Simulations - OLS and Variance

This document exposes the properties of different variance estimators using DeclareDesign and estimatr. More details about the variance estimators with references can be found in the mathematical notes.

library(DeclareDesign)
## Loading required package: randomizr
## Loading required package: fabricatr
## Loading required package: estimatr
library(ggplot2)

Homoskedastic errors

Under simple conditions with homoskedasticity (i.e., all errors are drawn from a distribution with the same variance), the classical estimator of the variance of OLS should be unbiased. In this section I demonstrate this to be true using DeclareDesign and estimatr.
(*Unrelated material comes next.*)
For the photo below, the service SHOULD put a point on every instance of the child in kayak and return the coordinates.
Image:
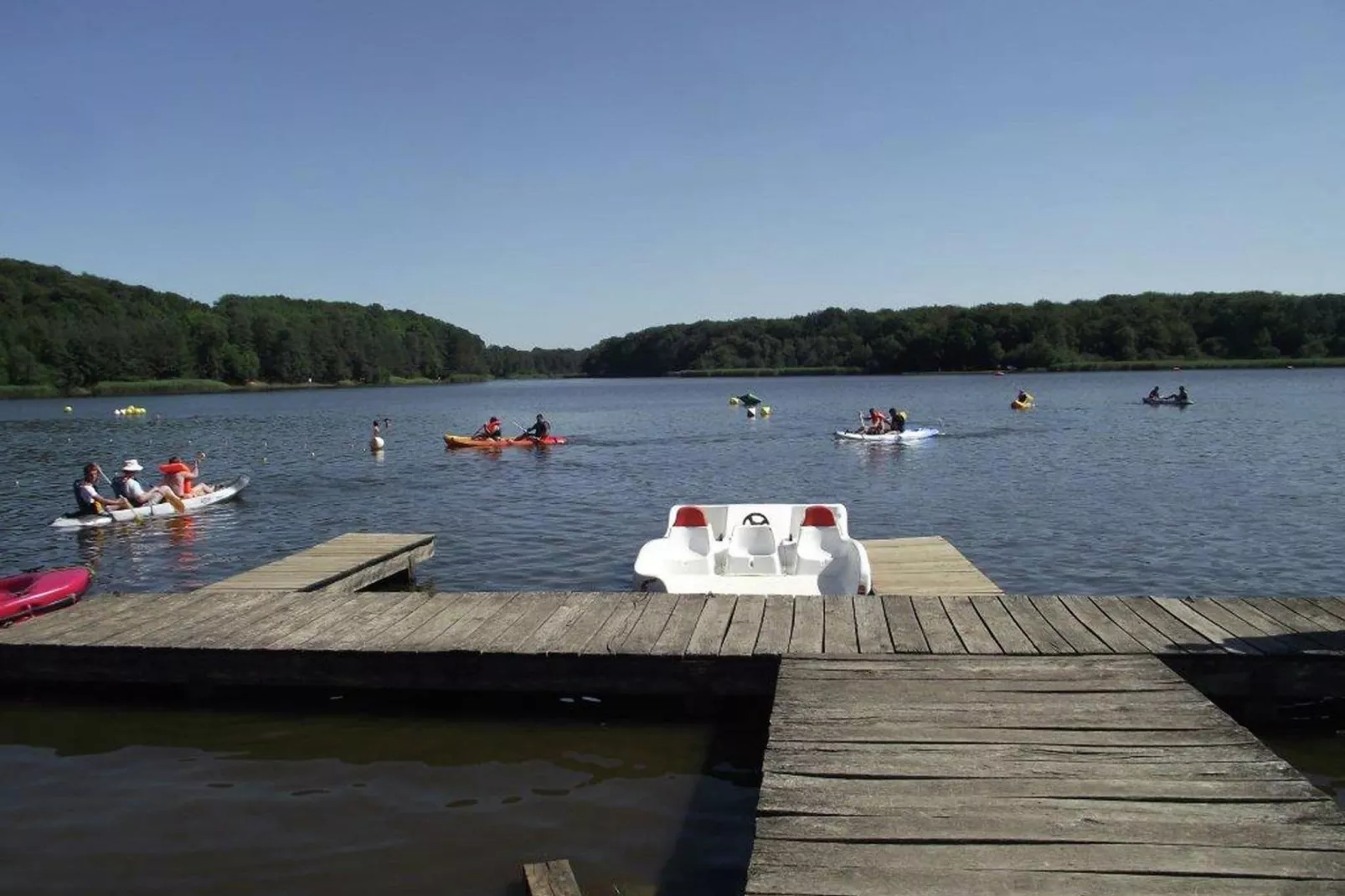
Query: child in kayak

First, let’s take a simple set up:

\[ \begin{aligned} \mathbf{y} &= \mathbf{X}\beta + \epsilon, \\ \epsilon_i &\overset{i.i.d.}{\sim} N(0, \sigma^2). \end{aligned} \]

For our simulation, let’s have a constant and one covariate, so that \(\mathbf{X} = [\mathbf{1}, \mathbf{x_1}]\), where \(\mathbf{x_1}\) is a column vector of a covariate drawn from a standard normal distribution. Let’s also assume that are covariates are fixed, rather than stochastic. Let’s draw the data we will use.

set.seed(41)
dat <- data.frame(x = rnorm(50))

The function

\[ \epsilon_i \overset{i.i.d.}{\sim} N(0, \sigma^2), \] encodes the assumption of homoskedasticity. Because of these homoskedastic errors, we know that the true variance of the coefficients with fixed covariates is

\[ \mathbb{V}[\widehat{\beta}] = \sigma^2 (\mathbf{X}^\top \mathbf{X})^{-1}, \]

where I hide conditioning on \(\mathbf{X}\) for simplicity.

Let’s compute the true variance for our dataset.

sigmasq <- 4
# Build the X matrix with intercept
Xmat <- cbind(1, dat$x)
# Invert XtX
XtX_inv <- solve(crossprod(Xmat))
# Get full variance covariance matrix
true_var_cov_mat <- sigmasq * XtX_inv

But for this example, we are only going to focus on the variance for the covariate, not the intercept, so let’s store that variance.

true_varb <- true_var_cov_mat[2, 2]
true_varb
## [1] 0.07831866

Now, using DeclareDesign, let’s specify the rest of the data generating process (DGP). Let’s set \(\beta = [0, 1]^\top\), so that the true DGP is \(\mathbf{y} = \mathbf{x_1} + \epsilon\).

simp_pop <- declare_population(
  epsilon = rnorm(N, sd = 2),
  y = x + epsilon
)

Now let’s tell DeclareDesign that our target, our estimand, is the true variance.

varb_estimand <- declare_estimand(true_varb = true_varb)

Our estimator for this estimand will be the classical OLS variance estimator, which we know should be unbiased:

\[ \widehat{\mathbb{V}[\widehat{\beta}]} = \frac{\mathbf{e}^\top\mathbf{e}}{N - K} (\mathbf{X}^\top \mathbf{X})^{-1}, \]

where the residuals \(\mathbf{e} = \mathbf{y} - \mathbf{X}\widehat{\beta}\), \(N\) is the number of observations, and \(K\) is the number of regressors—two in our case. We can easily get this estimate of the variance by squaring the standard error we get out from lm_robust in estimatr. Let’s tell DeclareDesign to use that estimator and get the coefficient on the \(\mathbf{x}_1\) variable.

lmc <- declare_estimator(
  y ~ x,
  model = estimatr::lm_robust,
  se_type = "classical",
  estimand = varb_estimand,
  coefficient_name = "x"
)

Now, we want to test for a few results using Monte Carlo simulation. Our main goal is to show that our estimated variance is unbiased for the true variance (our estimand). We can do this by comparing the mean of our estimated variances across our Monto Carlo simulations to the true variance. We can also show that the standard error of our coefficient estimate is the same as the standard deviation of the sampling distribution of our coefficient. Lastly, we also measure the coverage of our 95 percent confidence intervals across simulations to test whether the they cover the true coefficient 95 percent of the time.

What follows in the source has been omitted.